Another equation to find the magnetic force is F=ILB, where L is the length of the wire, I is the current going through the wire, and B is the strength of the magnetic field. But to actually find the strength and not just the direction, you use several different equations. Due to there being so many, I won’t get into what they actually are. Both electric and magnetic field change depending on what the object in question is. Electric field strengths change if you want to find it with respect to a plane, a wire, a ring, a disc, and many other different shapes. Magnetic fields have similar circumstances. A common constant for electricity is ε, which is the greek letter epsilon. It has a value of 8.85*10^-12 C²/Nm². That’s a Coulomb squared per Newton-meter squared. While it’s a really weird unit, it works out to be simple in all the equations. The corresponding constant for magnetism is μ (also called the free-space permeability constant), which is the greek letter mu. It’s value is 1.26*10^-6 Tm/A. That unit is a tesla meter per amp. Once again, weird units that work out in the math.
But an interesting experiment we did was that if you have two parallel wires with current flowing through both, the wires will either attract or repel each other. If the current is flowing in the same direction in both (current going upwards or downward in both), they will attract each other. If they are going opposite directions (one going up, the other down), they will repel each other. If you do the right-hand-rule for the magnetic fields and forces, it becomes obvious why that is.
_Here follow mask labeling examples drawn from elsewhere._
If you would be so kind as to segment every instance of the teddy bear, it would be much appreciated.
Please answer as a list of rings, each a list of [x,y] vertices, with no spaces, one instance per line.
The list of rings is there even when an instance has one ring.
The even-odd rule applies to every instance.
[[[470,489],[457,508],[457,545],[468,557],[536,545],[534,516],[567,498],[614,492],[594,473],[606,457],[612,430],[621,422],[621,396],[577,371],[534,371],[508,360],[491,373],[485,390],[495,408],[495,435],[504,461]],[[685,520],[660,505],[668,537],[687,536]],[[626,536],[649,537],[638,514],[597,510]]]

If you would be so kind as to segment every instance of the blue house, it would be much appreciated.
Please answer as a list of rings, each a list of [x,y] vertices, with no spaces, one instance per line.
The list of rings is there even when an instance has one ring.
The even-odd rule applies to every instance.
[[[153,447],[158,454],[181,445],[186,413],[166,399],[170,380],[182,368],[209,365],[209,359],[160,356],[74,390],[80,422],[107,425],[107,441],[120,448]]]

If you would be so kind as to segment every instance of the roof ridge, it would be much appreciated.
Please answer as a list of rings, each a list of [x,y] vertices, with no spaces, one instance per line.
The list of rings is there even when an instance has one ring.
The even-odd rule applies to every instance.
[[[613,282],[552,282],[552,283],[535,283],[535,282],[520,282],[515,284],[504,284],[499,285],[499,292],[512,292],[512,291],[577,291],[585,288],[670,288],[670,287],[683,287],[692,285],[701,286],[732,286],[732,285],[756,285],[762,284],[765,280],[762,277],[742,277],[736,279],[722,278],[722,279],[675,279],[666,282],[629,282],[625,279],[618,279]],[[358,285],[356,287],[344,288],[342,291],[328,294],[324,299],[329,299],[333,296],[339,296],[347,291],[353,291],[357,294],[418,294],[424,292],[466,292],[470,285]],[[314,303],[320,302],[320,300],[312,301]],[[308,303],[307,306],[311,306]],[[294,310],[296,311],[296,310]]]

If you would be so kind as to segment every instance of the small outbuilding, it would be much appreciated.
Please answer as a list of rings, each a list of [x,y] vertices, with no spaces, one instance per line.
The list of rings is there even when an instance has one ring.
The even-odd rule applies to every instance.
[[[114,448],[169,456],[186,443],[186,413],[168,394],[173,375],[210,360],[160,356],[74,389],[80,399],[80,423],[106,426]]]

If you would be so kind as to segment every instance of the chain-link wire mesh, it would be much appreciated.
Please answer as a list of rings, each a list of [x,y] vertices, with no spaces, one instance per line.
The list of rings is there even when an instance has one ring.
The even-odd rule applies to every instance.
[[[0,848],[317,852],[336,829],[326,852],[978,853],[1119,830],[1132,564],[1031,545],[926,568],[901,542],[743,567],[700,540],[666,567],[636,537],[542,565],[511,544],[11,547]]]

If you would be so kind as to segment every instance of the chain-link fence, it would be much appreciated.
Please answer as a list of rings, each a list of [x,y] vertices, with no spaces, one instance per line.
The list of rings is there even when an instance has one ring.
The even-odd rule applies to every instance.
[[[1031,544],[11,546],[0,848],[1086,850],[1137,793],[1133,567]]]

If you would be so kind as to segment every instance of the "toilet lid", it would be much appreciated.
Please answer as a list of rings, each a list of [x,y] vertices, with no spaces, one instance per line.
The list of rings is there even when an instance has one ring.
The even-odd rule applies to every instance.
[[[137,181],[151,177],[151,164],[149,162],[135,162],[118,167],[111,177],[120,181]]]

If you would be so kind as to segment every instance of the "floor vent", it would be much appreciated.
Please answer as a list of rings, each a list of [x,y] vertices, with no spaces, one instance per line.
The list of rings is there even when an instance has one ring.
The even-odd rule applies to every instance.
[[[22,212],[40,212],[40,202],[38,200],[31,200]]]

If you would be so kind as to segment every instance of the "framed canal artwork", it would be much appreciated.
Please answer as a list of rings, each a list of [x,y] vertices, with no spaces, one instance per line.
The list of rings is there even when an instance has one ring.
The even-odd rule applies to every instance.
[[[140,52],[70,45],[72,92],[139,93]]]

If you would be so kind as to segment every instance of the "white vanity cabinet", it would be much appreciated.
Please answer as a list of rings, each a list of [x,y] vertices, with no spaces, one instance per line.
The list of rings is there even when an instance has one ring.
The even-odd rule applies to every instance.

One of the last topics we covered was induced currents and magnetic fields. This one was a little harder to understand. You can change the value of a magnetic field by introducing a new magnetic field into the system (pretty intuitive). Let’s imagine we have a coil of wire wrapped around a tube. Let’s also say this new field adds to the existing field from the wires. This makes the field stronger overall, but the system doesn’t want that. There will now be an induced field that opposes the field you just put in so that the total field is the same. If it helps to think of it mathematically, say your field has a value of 2. You introduce a field of 1, so the induced field is now -1. That means 2+1+-1=2, so the system is good. This induced field, the -1, will generate its own current. Yes, this means you can generate a current by waving a magnet overtop a wire.
There were other topics also covered such as electric and magnetic flux (which ties into induced fields), electron drift velocity, Gauss’ law, power, and resistivity and conductivity, but I won’t get into any of those. Feel free to keep researching those if you’re interested!